= Progressive Farmers and Household Union of America =

Union of African-American tenant farmers

The Progressive Farmers and Household Union of America was a union of African-American tenant farmers and sharecroppers, organized by Robert L. Hill. A meeting of this union near Elaine, Arkansas, was disrupted on the evening of September 30, 1919. The fatal shooting of a white man sparked retaliation by whites; hundreds poured into the area, attacking blacks on sight and resulting in the Elaine massacre, believed to be the deadliest in American history.

==Background==
The Progressive Farmers and Household Union of America was formed by Robert L. Hill of Winchester, Arkansas, a black tenant farmer. He claimed chapters in 15 to 20 counties, and the union had several lodges in the Elaine area.

In late 1919 the union organized resistance among blacks in the Elaine area: black women stopped working in domestic positions in white households, and the union demanded higher wages for cotton pickers. The union had also hired lawyers at the state capital and planned to sue landlords for shares allegedly withheld from tenant farmers and sharecroppers.

==Elaine massacre==

The union was largely destroyed by the violent riots and white repression that followed in Phillips County. Hundreds of whites formed militias to hunt down blacks throughout the county and suppress what they claimed was an "insurrection". The Governor of Arkansas, Charles Hillman Brough, led a detachment of federal troops into the county, and hundreds of blacks were arrested. A total of five whites and an estimated 100–237 blacks were killed in the following days, some by troops. Other blacks were required to have passes signed by military authorities and attested by a reputable white citizen in order to move about in public. In the week after the shooting, roving bands of whites and federal troops killed an estimated 100 to 200 blacks in the area.

After the violence, a grand jury, made up of all-white local landlords and merchants, decided who would be indicted. Those black men willing to testify against others and who agreed to work on whatever terms their landlords set for them were freed. Blacks labeled as ringleaders or who were judged "unreliable" were indicted. According to the affidavits later supplied by the defendants, many of the prisoners had been beaten, whipped or tortured by electric shocks to extract testimony or confessions; they were threatened with death if they were to recant such testimony.

Robert Hill escaped to the state of Kansas during the first days of the riot. He was arrested there but the governor refused to extradite him to Arkansas to face charges.

Some 122 blacks were indicted in Arkansas, with 73 charged with murder; no whites were prosecuted. Many suspects were beaten and tortured through electric shock to elicit forced testimony. The trials by all-white juries were dominated by armed whites milling around outside the courthouse, with some armed men inside the courtroom.

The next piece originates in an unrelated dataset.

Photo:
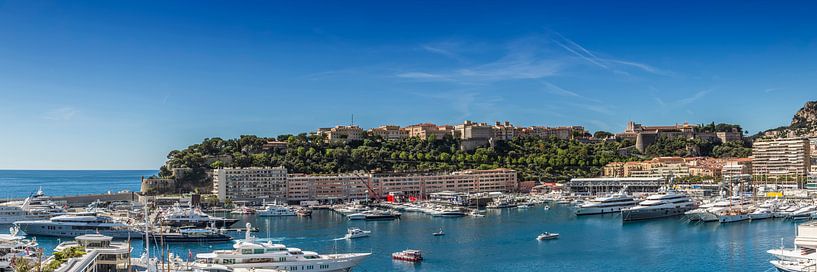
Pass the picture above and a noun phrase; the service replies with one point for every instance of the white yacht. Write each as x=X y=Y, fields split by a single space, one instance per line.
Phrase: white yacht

Twelve men were convicted of murder and sentenced to death. Their appeals took two tracks, with six men (Ware et al.) winning reversals of their convictions in state court; they were retried and convicted, but won another appeal in the state supreme court. They were released in 1923 under Arkansas law after the state failed to retry them within two years.

The convictions of the remaining six defendants (Moore et al.) were eventually reversed by the United States Supreme Court in Moore v. Dempsey , on the basis of violation of their right to due process because of the conditions of the trial and related publicity. This was an important precedent for the Supreme Court to review state criminal trials through application of the Bill of Rights. The NAACP, which had helped fund and commission the defense team, strengthened its reputation for working on behalf of African Americans. Walter F. White, the NAACP field secretary who had investigated the riot in the field, gained renown for his reporting on the massacre, including its high number of black fatalities. He later served for decades as executive secretary of the NAACP.